The piezoelectric and ferroelectric properties of aerosol deposited (AD) thick ceramic films are significantly reduced in comparison to bulk materials, which is assumed to be largely related to the nanometer-sized grains (∼ 0.01 μm) observed in the resulting microstructures. This work, therefore, focuses on understanding the role of grain size in electromechanical properties within the range of AD films based on Ba0.85Ca0.15Zr0.1Ti0.9O3 (BCZT). In a comprehensive compilation of the piezoelectric constant (d33) of samples from various studies the grain size dependency of the d33 was shown for the lead-free ferroelectrics BCZT, BaTiO3, and (K,Na)NbO3. In this, it can be seen that no BCZT sample with a grain size below 0.4 μm was analyzed regarding their d33 before, thereby leaving a gap to the grain size of AD films. In this study, the grain size of ceramic bulk samples was varied using spark plasma and conventional sintering (0.1 μm – 11 μm) and their properties compared to those of AD films.

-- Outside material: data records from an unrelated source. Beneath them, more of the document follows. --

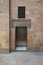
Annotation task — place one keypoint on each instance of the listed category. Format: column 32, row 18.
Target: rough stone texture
column 34, row 11
column 4, row 26
column 22, row 58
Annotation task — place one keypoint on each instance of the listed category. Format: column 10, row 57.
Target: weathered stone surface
column 34, row 11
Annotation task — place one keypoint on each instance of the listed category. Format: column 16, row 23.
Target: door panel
column 21, row 36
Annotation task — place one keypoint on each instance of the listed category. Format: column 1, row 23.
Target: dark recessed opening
column 21, row 12
column 21, row 37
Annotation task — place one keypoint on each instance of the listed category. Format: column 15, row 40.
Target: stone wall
column 34, row 11
column 4, row 26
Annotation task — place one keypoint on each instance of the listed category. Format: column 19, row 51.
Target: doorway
column 21, row 38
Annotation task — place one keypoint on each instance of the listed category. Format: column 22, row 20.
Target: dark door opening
column 21, row 38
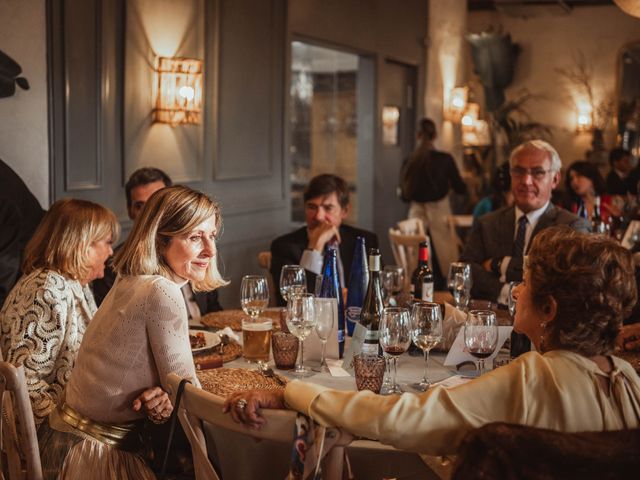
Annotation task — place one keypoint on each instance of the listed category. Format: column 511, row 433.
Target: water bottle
column 358, row 282
column 331, row 288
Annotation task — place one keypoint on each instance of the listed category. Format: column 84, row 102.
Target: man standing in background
column 426, row 178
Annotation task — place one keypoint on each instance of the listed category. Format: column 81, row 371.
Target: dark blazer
column 288, row 249
column 207, row 301
column 20, row 214
column 493, row 236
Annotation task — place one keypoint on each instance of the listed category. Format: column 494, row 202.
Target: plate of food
column 202, row 340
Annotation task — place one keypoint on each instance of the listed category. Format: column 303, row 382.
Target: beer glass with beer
column 256, row 331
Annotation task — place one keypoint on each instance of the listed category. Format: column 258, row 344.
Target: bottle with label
column 372, row 306
column 422, row 277
column 358, row 282
column 330, row 288
column 597, row 224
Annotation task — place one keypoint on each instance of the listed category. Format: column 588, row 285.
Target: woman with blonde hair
column 46, row 313
column 139, row 335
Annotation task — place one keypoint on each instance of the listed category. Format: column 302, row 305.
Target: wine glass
column 301, row 320
column 324, row 326
column 426, row 333
column 292, row 280
column 460, row 282
column 254, row 295
column 392, row 282
column 395, row 337
column 481, row 335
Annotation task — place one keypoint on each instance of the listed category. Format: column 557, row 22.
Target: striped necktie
column 518, row 244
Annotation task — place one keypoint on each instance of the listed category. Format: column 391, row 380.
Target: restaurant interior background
column 290, row 89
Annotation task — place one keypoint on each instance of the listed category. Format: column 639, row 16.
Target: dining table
column 237, row 456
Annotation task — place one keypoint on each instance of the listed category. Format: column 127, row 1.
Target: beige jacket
column 557, row 390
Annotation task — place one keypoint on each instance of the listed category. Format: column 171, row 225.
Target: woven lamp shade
column 632, row 7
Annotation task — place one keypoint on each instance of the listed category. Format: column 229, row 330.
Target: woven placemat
column 225, row 381
column 233, row 319
column 230, row 352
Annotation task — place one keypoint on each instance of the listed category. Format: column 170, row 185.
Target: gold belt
column 123, row 436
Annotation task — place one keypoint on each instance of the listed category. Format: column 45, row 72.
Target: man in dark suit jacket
column 326, row 203
column 491, row 248
column 20, row 214
column 143, row 183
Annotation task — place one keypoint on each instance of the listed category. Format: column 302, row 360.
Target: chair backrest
column 264, row 260
column 405, row 251
column 18, row 438
column 198, row 405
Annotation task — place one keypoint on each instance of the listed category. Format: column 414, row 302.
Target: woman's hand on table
column 629, row 337
column 156, row 404
column 244, row 407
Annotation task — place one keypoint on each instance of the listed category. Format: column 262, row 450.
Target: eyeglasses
column 536, row 173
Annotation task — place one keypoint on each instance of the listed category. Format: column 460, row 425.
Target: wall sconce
column 178, row 91
column 584, row 121
column 456, row 104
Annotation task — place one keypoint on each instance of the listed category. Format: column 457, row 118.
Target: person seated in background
column 502, row 195
column 20, row 214
column 143, row 183
column 139, row 335
column 326, row 205
column 577, row 289
column 620, row 181
column 499, row 240
column 583, row 183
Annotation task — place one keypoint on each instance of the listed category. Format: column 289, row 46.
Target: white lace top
column 139, row 335
column 42, row 324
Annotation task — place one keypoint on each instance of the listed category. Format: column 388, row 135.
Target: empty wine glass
column 254, row 295
column 301, row 320
column 460, row 282
column 324, row 326
column 392, row 283
column 481, row 335
column 426, row 333
column 395, row 337
column 292, row 280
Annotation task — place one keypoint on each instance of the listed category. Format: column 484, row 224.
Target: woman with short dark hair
column 577, row 289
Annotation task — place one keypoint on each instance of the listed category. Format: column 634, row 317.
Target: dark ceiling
column 564, row 4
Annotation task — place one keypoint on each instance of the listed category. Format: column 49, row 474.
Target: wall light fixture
column 178, row 91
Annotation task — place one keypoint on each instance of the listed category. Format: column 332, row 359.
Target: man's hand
column 320, row 235
column 156, row 404
column 244, row 407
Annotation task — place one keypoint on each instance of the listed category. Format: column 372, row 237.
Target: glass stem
column 322, row 359
column 426, row 363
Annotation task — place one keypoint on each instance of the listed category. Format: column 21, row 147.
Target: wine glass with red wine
column 481, row 335
column 395, row 337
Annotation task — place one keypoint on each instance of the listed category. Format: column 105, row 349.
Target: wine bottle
column 372, row 306
column 330, row 288
column 358, row 282
column 422, row 277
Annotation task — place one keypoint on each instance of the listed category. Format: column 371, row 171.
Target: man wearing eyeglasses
column 497, row 244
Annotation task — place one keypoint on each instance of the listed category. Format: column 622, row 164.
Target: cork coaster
column 231, row 352
column 233, row 319
column 226, row 381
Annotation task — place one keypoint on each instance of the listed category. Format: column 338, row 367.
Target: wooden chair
column 19, row 453
column 405, row 251
column 198, row 405
column 264, row 260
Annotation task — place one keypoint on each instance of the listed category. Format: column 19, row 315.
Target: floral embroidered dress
column 42, row 323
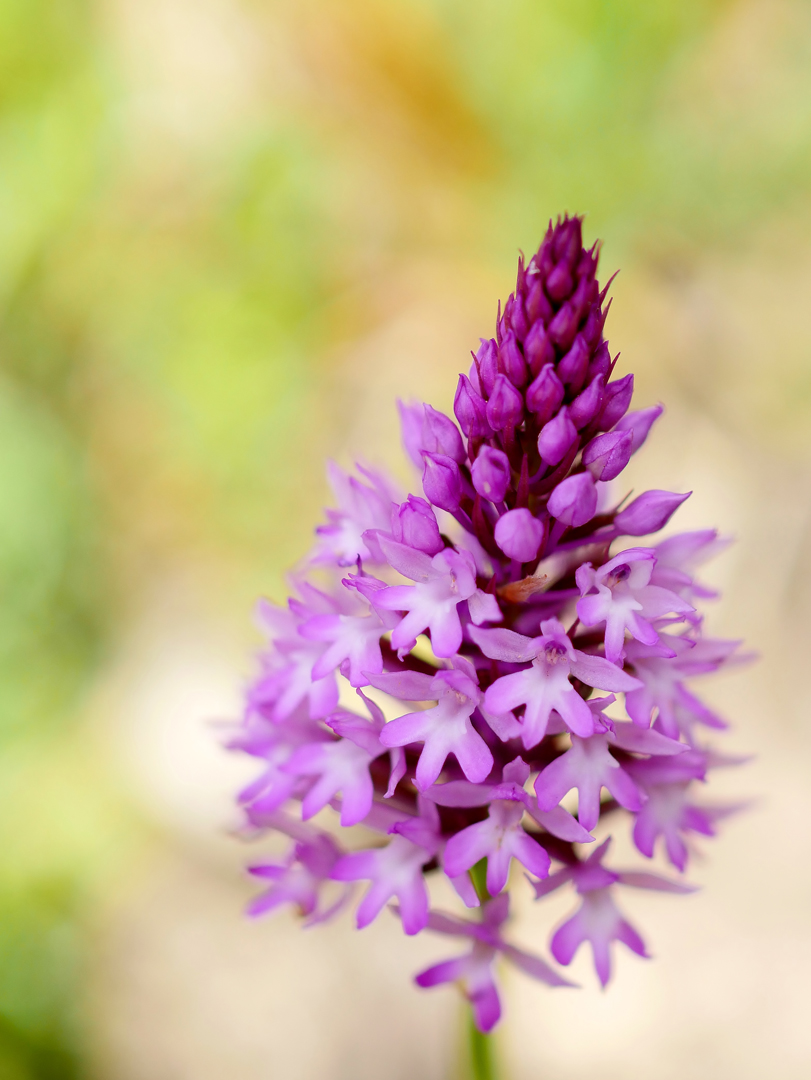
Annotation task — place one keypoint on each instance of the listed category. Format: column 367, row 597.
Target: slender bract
column 454, row 663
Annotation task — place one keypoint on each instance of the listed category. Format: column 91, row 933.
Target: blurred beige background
column 232, row 231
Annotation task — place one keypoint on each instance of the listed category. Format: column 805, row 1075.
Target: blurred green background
column 215, row 217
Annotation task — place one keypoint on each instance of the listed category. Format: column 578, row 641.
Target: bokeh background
column 231, row 232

To enable the fabrication of bulk samples in the same range as AD films, a hydrothermal powder with an average particle size of 0.075 μm was synthesized. A continuous increase of the permittivity, the polarization, and the piezoelectric coefficient was observed through grain size increase. These results suggest that the grain size of AD films needs to be enhanced to improve their properties. Importantly, the insights of this multiscale analysis on the grain size can help to tailor also the properties of other BCZT films and bulk samples.